Currently, revenue sharing apportions 5 percent of state sales and income tax revenues to towns for the goods services they provide to their communities. This money feeding back into individual municipalities across the state hasn’t saved taxpayers money, but rather increased spending across the board.
So why add a local option tax in a state where its population is already overtaxed?
A similar situation unraveled in Kentucky earlier this year. Senators in that state killed a house bill that would have put a constitutional amendment on the ballot for the next election cycle that would have allowed municipalities to assess a 1 percent local option sales tax on goods and services in their towns.

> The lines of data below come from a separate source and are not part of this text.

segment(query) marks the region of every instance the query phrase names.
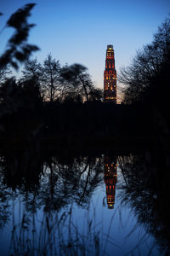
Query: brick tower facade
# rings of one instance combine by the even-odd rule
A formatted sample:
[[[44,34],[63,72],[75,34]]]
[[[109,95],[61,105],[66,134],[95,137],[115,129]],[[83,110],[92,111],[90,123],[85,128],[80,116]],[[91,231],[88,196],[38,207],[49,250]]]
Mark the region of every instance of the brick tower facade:
[[[104,72],[104,102],[116,104],[116,70],[113,45],[107,45],[105,69]]]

Tom Underwood, the state director of the National Federation of Independent Businesses in Kentucky, cited the damages increased tax would put on small, family-owned businesses across their state.
“LOST was a bad idea, period. Letting local government impose an additional sales tax is going to create confusion and completely unnecessary hardships on small, family businesses,” Underwood said in a statement after the legislation failed. “Our members understand that state and local government needs tax money in order to operate, but before we start talking about a tax increase, our elected officials need to guarantee that the government isn’t wasting a penny of the money it already rakes in,” he added.
This same effect would take place on the many small businesses in Maine if LOST legislation took shape in our state.
The objective of the governor’s controversial budget is to cut taxes and save Mainers money. It’s hard to see how LOST legislation in Maine will rectify this issue.
This 1 percent increase towns could expand would be added onto the state’s 5.5 percent sales tax already in place, on top of the governor’s budget plan to increase and broaden the sales tax.
If legislation like this is passed in Maine, we could begin to experience what is referred to as “tax creep,” or an incremental growth in taxes as more tax options slowly grow over time, combining to increase the tax burden on Mainers without providing any substantial advantages for our citizens.
Let’s account for the money already in our system to ensure there is no government waste, and come to terms on Governor LePage’s budget before we enact a local option sales tax in Maine that will burden taxpayers for years to come and undermine small business across our state.